And to practice that, lets start. So since we're all in higher education-- if you're in higher education, you should be-- please go into the chat window and type in the mascot of your school and then the color of your rival school. So that color that you absolutely hate.
So for me, I went to Brigham Young University, as Lorraine mentioned. So our mascot's a cougar, and the color we hate is red, for the University of Utah. One of our supporters here is a University of Utah grad, and I'm sure he appreciates that. So go ahead and chat, and type in your school and your rival's color-- or your mascot and your rival's color, and see what we've got.
I see none coming in. My friend Wayne is going to say the Utes, and he'll say red. Pete says Hoosier and black and gold. Jeff, polar bear and purple. I didn't even know there was a polar bear. Awesome. Bobcats, blue. Glenn says terrier, yellow and black. Awesome. Pirates and purple. Looks like UNC Tar Heels, Duke blue. Awesome, well, thank you, everybody, for that. Let's start this session.
All right, as you saw from the title, our session's about Zero to Hero. So we've all heard a zero to hero stories, of people that come from humble beginnings, overcome seemingly enormous surmountable obstacles, and emerge triumphant with amazing accomplishments. You know who we're talking about. It's like Jesse Owens, JK Rowling, Colonel Sanders, Walt Disney, and Michael Jordan. And, of course, as seen on our screens, Steve Rogers, also known as Captain America.
I find these stories inspirational, and sometimes even motivational, but I can't relate. I come from an average beginning. My seemingly insurmountable obstacle is a loss in the student body election in the eighth grade, and my amazing accomplishment is happening right now. Me, spending 18 minutes talking with you about identity and access management. I'm much more Walter Mitty than Helen Keller. Maybe you're the same.

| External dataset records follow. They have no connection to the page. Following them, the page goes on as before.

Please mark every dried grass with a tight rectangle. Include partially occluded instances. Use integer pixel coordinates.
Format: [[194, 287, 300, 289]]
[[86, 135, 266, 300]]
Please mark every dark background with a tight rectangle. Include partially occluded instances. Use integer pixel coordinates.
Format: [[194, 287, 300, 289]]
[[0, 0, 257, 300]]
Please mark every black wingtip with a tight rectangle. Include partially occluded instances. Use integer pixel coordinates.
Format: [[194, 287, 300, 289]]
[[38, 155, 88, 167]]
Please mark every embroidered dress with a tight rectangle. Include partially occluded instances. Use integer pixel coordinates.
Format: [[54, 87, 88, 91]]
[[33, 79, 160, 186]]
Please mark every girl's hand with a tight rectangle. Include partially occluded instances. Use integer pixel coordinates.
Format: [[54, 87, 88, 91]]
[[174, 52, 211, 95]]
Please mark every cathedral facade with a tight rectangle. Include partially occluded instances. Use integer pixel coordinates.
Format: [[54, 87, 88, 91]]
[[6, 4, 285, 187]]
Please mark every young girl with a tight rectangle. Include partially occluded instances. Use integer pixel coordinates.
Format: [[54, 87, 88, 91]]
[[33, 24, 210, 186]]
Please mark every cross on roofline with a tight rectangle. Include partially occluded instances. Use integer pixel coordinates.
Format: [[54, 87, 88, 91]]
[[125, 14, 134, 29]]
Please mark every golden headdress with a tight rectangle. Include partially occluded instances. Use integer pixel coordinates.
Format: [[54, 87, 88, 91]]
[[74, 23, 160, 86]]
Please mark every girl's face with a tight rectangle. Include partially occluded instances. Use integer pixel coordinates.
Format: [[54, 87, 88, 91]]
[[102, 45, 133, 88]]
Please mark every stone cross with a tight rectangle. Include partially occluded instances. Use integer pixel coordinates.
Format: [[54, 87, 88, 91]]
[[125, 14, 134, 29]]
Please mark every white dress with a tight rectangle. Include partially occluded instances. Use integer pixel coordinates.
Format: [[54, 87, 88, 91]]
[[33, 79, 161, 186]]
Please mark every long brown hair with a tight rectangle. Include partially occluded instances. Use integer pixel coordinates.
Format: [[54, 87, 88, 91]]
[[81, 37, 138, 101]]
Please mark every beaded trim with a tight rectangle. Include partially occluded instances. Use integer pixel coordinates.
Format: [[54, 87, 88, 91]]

So what does this Zero to Hero thing have to do with dealing with Active Directory and identity management in higher ed? Well, let me try and draw some correlations. I'll try to do this by telling some stories about higher education institutions just like you.
There's 20 million post-secondary students in the United States right now. You have some of them, maybe you have lots of them. We'll start with an Atlantic 10 University that we'll call the Colonials. The Colonials have around 26,000 of those 20 million students, not to mention nearly 6,500 faculty and staff supporting 10 schools and colleges.
The university's humble beginnings-- maybe this rings true for you-- their humble beginnings are based on the fact that unlike commercial companies, higher education typically isn't a revenue generating enterprise. So investments in people and technologies to improve operations isn't necessarily in the picture.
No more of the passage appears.